作業療法士の作業って?

はじめに

作業療法士(occupational therapist:OT)とはどんな職業かご存知でしょうか。
理学療法士(PT)、言語聴覚士(ST)と共にリハビリテーション職と称されるうちの一つで、厚生労大臣の免許を受けて「作業療法士」の名称を用いて医師の指示のもとに「作業療法」を行うものを指します。
作業療法士はどんなリハビリをする?
作業療法の「作業」とは?
名称だけではどんな職業か分かりにくくよく質問を受けるのですが上手く説明することができないこともあります。なので、今回はこの場を借りて「作業療法」について説明させていただきます。

皆さんは「作業」と聞いて何を想像、連想されますか?

リハビリテーション科の職員に同じ質問を行うと・・・
・農業や工芸などの「物作り」
・掃除や仕事などの「労働」
と言う返答がありました。たぶん多くの方もこのようなイメージを持たれているのではないでしょうか。

作業療法士における「作業」

作業療法の定義として、【身体又は精神の障害に対し、応用的動作能力又は社会的適応能力の回復を図るため、手芸、工作、「その他の作業」を行わせ、「作業」をできるようにすることで人々の健康状態と幸福感の改善をもたらす。】とあります。
難しく書いてありますが定義にある「その他の作業」とは、仕事、遊び、日課、休息が含まれています。

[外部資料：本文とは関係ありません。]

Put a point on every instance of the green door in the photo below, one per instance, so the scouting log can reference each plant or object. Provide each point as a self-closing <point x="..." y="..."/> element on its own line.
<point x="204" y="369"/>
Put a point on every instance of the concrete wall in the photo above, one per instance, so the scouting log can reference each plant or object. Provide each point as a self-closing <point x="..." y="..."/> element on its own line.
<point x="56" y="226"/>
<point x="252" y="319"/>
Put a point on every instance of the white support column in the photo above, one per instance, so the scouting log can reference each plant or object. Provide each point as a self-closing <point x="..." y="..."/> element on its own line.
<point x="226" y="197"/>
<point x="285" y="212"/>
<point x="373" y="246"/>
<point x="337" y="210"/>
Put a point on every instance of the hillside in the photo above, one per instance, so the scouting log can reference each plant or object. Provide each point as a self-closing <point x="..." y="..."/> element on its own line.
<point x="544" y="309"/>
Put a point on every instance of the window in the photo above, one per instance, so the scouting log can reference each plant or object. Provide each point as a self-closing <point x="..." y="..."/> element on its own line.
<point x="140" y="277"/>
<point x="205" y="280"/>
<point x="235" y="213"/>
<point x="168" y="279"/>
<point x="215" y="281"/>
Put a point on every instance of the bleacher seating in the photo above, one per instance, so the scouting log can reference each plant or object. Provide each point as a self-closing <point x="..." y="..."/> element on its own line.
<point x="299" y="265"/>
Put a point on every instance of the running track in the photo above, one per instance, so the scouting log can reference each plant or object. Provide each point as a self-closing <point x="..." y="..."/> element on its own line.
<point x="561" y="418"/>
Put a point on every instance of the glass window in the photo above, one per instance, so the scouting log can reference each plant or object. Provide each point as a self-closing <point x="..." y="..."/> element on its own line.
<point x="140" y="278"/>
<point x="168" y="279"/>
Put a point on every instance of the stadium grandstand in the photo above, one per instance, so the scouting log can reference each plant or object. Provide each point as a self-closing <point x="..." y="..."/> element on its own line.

作業療法における「作業」には、生活していく中でなにげなく行われている活動すべてを指しているので、「作業」=「生活」と考えて頂くと分かりやすいかと思います。
では、皆さんの1日の生活を振り返ってみてください。
・朝起きて布団から出る。
・着替える。
・トイレに行く。
・朝食を作り食べる。
・後片付けをする。
・歯磨き、洗顔を行う。
・仕事がある方は仕事の準備をし職場へ向かう。
朝起きて家を出るまでの間だけでもこれだけの「作業」を行っています。

作業療法士の行うリハビリテーション

・移動手段や食事動作、トイレやお風呂の使い方など日常生活で必要となる活動について一緒に考える
・家事動作や金銭管理など必要な手段に関して関わりを持つ
・福祉用具などの提案や使用方法の練習
・作業(生活)を行う上での耐久性や動作手順の練習
・就労を考えておられる方には職業に関連した訓練の実施
・退院後の住宅環境(手すりや段差解消など)の提案
・自宅へ訪問し家屋環境下でのリハビリ

終わりに

退院後の生活や身体状態、能力を考え能力の改善、回復から住環境の調節など患者様の生活に密に関わっていくことが出来る職業です。責任のある仕事ではありますが生活を考えていく職種のうちの大切な1つではないかと思います。

 自宅での生活でお困りの事はありませんか?
 住宅の環境で不便な部分はありませんか?

この記事を通して少しでも作業療法士・リハビリテーションに興味をもっていただけたらと思います。